Disk space is amongst the most precious of all IBM i resources. Inherently expensive and often susceptible to rapid consumption when problems arise, disk dramas, and how to avoid them, are always top of mind for managers of demanding systems environments. They will be all too aware that the consequences of disk issues can quickly radiate out across a system to manifest as poor performance, a lack of application availability to users, and in extreme cases, even lost data.
The impact of disk problems on the bottom line of the IT budget can be determined by two important factors. The first is how successfully disk can be carved up and portioned out to hungry objects, libraries and jobs. The second is the speed of problem identification and resolution that can be achieved during an escalating disk issue. If a cursory glance at your budget reveals that you’re dropping more dollars on sudden disk related issues than you’d care to, then it’s time to revise your approach to disk and evaluate whether you’re doing all you can to eliminate these problems.

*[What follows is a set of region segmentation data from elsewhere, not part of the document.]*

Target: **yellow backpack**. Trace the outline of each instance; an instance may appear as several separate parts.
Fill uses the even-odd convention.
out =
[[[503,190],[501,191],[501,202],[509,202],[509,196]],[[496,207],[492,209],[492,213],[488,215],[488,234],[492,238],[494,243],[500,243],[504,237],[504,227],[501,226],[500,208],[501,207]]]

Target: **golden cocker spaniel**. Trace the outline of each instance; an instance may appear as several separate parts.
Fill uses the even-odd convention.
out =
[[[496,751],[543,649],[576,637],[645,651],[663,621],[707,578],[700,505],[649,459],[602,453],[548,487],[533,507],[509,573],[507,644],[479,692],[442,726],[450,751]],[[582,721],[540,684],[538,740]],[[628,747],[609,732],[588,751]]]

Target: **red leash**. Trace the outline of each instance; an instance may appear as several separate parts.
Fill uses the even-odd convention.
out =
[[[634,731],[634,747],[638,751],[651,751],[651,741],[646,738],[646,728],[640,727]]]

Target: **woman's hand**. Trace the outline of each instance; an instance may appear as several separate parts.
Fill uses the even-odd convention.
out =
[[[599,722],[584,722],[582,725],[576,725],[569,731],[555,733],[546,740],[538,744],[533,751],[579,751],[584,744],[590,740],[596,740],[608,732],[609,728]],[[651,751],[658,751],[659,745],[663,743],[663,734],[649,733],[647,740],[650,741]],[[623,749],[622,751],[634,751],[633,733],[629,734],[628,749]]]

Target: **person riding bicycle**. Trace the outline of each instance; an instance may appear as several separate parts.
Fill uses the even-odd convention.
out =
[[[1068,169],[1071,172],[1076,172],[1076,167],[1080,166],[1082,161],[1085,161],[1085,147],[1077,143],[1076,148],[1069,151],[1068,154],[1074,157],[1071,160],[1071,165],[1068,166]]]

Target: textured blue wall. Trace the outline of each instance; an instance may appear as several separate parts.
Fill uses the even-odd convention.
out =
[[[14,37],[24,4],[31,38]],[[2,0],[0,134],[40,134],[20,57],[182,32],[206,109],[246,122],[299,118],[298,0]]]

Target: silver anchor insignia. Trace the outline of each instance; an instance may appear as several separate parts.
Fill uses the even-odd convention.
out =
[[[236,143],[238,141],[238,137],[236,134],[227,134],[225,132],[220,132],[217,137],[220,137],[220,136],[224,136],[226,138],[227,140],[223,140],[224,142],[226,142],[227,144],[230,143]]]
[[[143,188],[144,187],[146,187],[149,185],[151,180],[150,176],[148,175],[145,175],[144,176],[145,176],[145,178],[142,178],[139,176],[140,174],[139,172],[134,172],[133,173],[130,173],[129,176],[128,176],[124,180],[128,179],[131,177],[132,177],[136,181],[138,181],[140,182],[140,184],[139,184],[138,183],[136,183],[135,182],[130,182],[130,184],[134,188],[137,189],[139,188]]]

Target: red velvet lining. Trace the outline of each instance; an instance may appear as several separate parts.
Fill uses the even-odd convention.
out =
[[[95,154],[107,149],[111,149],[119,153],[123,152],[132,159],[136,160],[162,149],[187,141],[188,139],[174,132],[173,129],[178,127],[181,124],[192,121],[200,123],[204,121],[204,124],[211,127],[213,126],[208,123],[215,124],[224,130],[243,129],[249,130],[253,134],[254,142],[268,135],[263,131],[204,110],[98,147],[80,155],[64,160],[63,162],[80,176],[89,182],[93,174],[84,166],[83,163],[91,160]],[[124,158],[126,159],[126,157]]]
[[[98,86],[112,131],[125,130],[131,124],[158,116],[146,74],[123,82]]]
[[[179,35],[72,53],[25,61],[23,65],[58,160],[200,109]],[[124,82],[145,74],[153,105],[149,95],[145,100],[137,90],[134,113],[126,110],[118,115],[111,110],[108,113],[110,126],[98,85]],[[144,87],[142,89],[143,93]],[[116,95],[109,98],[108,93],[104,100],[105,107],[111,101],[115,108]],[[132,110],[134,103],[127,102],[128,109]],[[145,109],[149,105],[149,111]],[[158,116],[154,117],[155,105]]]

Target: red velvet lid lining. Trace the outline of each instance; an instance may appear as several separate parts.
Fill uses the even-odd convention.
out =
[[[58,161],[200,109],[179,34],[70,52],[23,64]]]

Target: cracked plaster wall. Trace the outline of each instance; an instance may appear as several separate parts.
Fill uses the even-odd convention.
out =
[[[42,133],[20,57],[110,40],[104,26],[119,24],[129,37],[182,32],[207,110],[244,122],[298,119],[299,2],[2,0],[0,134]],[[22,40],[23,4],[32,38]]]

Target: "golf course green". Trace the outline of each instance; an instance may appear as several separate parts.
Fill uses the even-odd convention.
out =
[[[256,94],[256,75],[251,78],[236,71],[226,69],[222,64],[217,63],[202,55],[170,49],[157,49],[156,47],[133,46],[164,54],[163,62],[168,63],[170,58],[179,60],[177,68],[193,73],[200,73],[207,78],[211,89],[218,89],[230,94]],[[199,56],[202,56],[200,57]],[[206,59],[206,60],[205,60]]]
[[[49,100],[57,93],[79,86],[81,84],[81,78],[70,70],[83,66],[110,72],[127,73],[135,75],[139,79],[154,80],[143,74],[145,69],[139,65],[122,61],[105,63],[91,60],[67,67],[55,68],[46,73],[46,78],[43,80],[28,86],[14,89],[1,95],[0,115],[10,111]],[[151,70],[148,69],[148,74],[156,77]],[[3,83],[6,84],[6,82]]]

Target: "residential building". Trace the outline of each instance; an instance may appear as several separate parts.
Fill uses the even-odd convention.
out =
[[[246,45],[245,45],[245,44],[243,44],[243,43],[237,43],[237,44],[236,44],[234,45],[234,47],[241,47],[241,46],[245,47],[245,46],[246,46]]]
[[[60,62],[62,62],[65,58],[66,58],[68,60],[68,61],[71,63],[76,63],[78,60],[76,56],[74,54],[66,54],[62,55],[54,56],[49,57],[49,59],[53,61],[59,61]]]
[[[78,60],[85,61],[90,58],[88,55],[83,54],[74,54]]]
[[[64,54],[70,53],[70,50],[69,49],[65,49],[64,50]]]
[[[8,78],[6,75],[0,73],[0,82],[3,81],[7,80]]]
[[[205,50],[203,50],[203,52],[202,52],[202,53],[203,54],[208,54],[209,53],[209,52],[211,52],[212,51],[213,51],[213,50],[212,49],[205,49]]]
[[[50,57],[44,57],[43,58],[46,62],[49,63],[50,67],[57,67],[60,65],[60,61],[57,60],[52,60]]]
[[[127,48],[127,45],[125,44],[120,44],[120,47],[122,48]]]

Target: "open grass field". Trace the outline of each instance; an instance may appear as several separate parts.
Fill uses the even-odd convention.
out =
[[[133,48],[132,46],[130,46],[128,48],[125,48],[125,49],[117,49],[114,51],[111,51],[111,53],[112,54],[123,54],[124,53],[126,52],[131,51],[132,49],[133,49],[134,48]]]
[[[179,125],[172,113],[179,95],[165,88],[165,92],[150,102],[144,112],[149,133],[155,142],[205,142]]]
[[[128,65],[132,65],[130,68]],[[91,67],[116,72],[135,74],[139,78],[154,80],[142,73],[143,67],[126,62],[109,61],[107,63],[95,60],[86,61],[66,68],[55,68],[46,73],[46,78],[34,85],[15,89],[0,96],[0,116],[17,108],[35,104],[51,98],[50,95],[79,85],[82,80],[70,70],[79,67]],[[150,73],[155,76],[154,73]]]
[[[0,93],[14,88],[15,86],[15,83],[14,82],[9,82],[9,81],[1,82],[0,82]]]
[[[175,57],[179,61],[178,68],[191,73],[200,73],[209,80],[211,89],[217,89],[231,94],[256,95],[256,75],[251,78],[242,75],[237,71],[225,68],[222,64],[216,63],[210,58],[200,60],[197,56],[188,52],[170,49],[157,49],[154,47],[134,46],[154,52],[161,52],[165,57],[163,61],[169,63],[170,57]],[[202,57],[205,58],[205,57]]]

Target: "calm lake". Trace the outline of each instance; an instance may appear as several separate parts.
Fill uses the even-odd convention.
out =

Part of the challenge in dealing with disk issues successfully requires knowing the root cause that triggers rapid consumption and this can mean looking for the cause behind the cause. Is a surge in disk being caused by a looping job? (Just one of the possibilities.) If so, which one? (Thousands of possibilities!) Has a user ASP overflowed? (Another possibility.) If so, which one? Which user? (Multiple possibilities!) For as long as it takes to investigate these possibilities you still have the main problem of the disk spiraling ever upwards – unless you throw more disk at the problem to quite literally buy yourself additional investigation time. Ouch. There goes the budget, again. So the real question becomes, how do you break this pattern?
The answer is to make good use of the one thing that’s more valuable than disk: Real-time insight. With this at your disposal, you not only have the benefit of knowing about fluctuating disk levels as they happen but also, all the associated problems and their root causes, before any of these things has a chance to impact disk utilization, users, data, or availability. A solution like Robot Monitor allows administrators to be vigilant to potential threats to disk by monitoring and taking a broad approach to also cover the areas where issues commonly take hold. Our top 5 recommended areas to monitor for a proactive ‘best practice’ approach to disk would include: Journal Receivers; Temporary Storage; ASP’s; Important Files and Looping Jobs.
When used in conjunction with thresholds and alerts, real-time monitoring takes real-time insight to the next level. Whether the problem presents itself as a status condition change, such as a journal receiver that has suddenly become inactive, or whether some other resource is experiencing an unusual or unexpected surge in consumption, size or other metric definable, such as used space for an ASP, temporary storage or a suspicious surge in the history file, thresholds will help administrators identify these problems at an early stage. Fast investigation completes the process by immediately pinpointing the underlying job, subsystem or user causing the issue that left unchecked, would otherwise impact disk. The combination is beyond powerful as not only are problems stopped in their tracks before they reach any kind of ‘critical’ level, but investigation time is virtually eliminated to a single click in some cases for all the insight details required for immediate resolution.